I'm writing a cookie authentication library that replicates that of an existing system. I'm able to create authentication tokens that work. However testing with a token with known value, created by the existing system, I encountered the following puzzle.
The original encoded string purports to be base64url encoded. And, in fact, using any of several base64url code modules and online tools, the decoded value is the expected result.
However base64url encoding the decoded value (again using any of several tools) doesn't reproduce the original string. Both encoded strings decode to the expected results, so apparently both representations are valid.
How? What's the difference?
How can I replicate the original encoded results?
original encoded string: YWRtaW46NTVGRDZDRUE6vtRbQoEXD9O6R4MYd8ro2o6Rzrc
my base64url decode: admin:55FD6CEA:[encrypted hash]
Encoding doesn't match original but the decoded strings match.
my base64url encode: YWRtaW46NTVGRDZDRUE677-977-9W0Lvv70XD9O6R--_vRh377-977-92o7vv73Otw
my base64url decode: admin:55FD6CEA:[encrypted hash]

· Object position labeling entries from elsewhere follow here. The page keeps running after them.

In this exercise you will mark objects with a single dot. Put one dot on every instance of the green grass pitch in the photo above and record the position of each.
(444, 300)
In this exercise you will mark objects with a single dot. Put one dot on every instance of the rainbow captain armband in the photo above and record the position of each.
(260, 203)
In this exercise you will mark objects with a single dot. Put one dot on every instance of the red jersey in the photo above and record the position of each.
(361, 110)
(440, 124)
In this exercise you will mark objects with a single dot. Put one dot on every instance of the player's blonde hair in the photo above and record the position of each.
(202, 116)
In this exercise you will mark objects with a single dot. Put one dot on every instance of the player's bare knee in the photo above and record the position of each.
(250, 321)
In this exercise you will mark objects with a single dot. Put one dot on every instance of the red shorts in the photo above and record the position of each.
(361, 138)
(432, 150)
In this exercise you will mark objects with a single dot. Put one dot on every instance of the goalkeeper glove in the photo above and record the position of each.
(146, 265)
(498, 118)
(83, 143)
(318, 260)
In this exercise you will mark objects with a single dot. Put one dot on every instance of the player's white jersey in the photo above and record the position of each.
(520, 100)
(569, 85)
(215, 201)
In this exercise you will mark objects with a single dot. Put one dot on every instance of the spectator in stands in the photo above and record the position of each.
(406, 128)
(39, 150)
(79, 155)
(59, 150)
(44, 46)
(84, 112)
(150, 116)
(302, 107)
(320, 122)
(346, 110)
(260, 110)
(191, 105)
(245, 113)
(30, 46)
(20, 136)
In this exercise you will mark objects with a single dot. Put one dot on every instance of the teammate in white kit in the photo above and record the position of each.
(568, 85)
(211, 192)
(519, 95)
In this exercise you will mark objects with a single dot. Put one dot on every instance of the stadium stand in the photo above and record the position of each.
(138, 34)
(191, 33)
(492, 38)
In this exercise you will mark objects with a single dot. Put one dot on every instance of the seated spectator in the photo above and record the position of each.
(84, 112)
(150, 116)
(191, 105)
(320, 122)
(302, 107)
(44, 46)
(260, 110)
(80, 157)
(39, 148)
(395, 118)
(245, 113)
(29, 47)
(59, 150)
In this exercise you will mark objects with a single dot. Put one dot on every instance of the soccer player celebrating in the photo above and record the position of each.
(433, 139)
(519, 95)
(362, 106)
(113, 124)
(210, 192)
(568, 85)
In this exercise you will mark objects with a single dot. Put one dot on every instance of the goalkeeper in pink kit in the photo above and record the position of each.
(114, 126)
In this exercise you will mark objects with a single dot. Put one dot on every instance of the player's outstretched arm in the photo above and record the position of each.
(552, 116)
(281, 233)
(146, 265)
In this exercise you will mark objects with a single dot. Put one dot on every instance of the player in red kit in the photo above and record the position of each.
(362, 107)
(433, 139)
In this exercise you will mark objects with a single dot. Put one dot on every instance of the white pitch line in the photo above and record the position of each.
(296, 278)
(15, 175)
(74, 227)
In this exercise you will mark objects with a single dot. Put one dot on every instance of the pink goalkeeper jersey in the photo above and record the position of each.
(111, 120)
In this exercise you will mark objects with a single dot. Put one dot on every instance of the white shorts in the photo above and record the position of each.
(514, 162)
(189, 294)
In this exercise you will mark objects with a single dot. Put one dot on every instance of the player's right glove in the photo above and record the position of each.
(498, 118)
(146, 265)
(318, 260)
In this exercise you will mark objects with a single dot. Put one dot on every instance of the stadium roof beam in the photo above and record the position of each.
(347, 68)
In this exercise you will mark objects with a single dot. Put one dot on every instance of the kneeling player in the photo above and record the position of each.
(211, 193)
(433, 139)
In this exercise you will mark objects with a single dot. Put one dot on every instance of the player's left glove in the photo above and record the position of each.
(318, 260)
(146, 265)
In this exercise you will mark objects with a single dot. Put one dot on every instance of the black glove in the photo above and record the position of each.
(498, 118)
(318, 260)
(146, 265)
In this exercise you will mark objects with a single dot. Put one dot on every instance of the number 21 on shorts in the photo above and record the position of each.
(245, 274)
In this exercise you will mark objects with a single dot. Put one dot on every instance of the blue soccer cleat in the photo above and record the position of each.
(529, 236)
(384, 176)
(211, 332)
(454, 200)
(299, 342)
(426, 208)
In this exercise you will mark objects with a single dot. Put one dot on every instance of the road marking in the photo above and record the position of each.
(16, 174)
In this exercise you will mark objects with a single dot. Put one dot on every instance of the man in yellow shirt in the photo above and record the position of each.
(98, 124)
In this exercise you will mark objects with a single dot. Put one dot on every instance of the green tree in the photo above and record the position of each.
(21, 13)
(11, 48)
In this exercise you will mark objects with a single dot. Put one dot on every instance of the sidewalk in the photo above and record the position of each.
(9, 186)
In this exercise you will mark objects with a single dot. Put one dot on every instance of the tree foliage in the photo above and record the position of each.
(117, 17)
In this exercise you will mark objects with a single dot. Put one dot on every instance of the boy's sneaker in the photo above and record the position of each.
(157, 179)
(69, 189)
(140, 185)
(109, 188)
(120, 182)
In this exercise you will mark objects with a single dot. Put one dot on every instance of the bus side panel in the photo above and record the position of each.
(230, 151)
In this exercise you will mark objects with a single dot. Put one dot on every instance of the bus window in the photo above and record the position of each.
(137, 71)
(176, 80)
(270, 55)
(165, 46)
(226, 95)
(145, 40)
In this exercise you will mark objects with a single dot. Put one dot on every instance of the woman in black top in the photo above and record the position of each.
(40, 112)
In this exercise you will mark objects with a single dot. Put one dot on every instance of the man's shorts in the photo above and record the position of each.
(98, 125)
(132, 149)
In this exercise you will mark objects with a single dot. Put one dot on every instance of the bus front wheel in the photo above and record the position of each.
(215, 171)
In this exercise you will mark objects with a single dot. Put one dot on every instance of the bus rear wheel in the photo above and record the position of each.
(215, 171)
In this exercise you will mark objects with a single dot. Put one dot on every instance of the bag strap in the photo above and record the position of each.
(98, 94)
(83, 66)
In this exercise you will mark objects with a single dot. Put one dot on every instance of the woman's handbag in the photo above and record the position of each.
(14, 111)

(Sorry, SSE won't let me show the unicode representation of the hash. I assure you, they do match.)
This string:
YWRtaW46NTVGRDZDRUE6vtRbQoEXD9O6R4MYd8ro2o6Rzrc
is not exactly valid Base64. Valid Base64 consists in a sequence of characters among uppercase letters, lowercase letters, digits, '/' and '+'; it must also have a length which is a multiple of 4; 1 or 2 final '=' signs may appear as padding so that the length is indeed a multiple of 4. This string contains only Base64-valid characters, but only 47 of them, and 47 is not a multiple of 4. With an extra '=' sign at the end, this becomes valid Base64.
That string:
YWRtaW46NTVGRDZDRUE677-977-9W0Lvv70XD9O6R--_vRh377-977-92o7vv73Otw
is not valid Base64. It contains several '-' and one '_' sign, neither of which should appear in a Base64 string. If some tool is decoding that string into the "same" result as the previous string, then the tool is not implementing Base64 at all, but something else (and weird).
I suppose that your strings got garbled at some point through some copy&paste mishap, maybe related to a bad interpretation of bytes as characters. This is the important point: bytes are NOT characters.
It so happens that, traditionally, in older times, computers got on the habit of using so-called "code pages" which were direct mappings of characters onto bytes, with each character being encoded as exactly one byte. Thus came into existence some tools (such as Windows' notepad.exe) that purport to do the inverse, i.e. show the contents of a file (nominally, some bytes) as they character counterparts. This, however, fails when the bytes are not "printable characters" (while a code page such as "Windows-1252" maps each character to a byte value, there can be byte values that are not the mapping of a printable character). This also began to fail even more when people finally realized that there were only 256 possible byte values, and a lot more possible characters, especially when considering Chinese.
Unicode is an evolving standard that maps characters to code units (i.e. numbers), with a bit more than 100000 currently defined. Then some encoding rules (there are several of them, the most frequent being UTF-8) encode the characters into bytes. Crucially, one character can be encoded over several bytes.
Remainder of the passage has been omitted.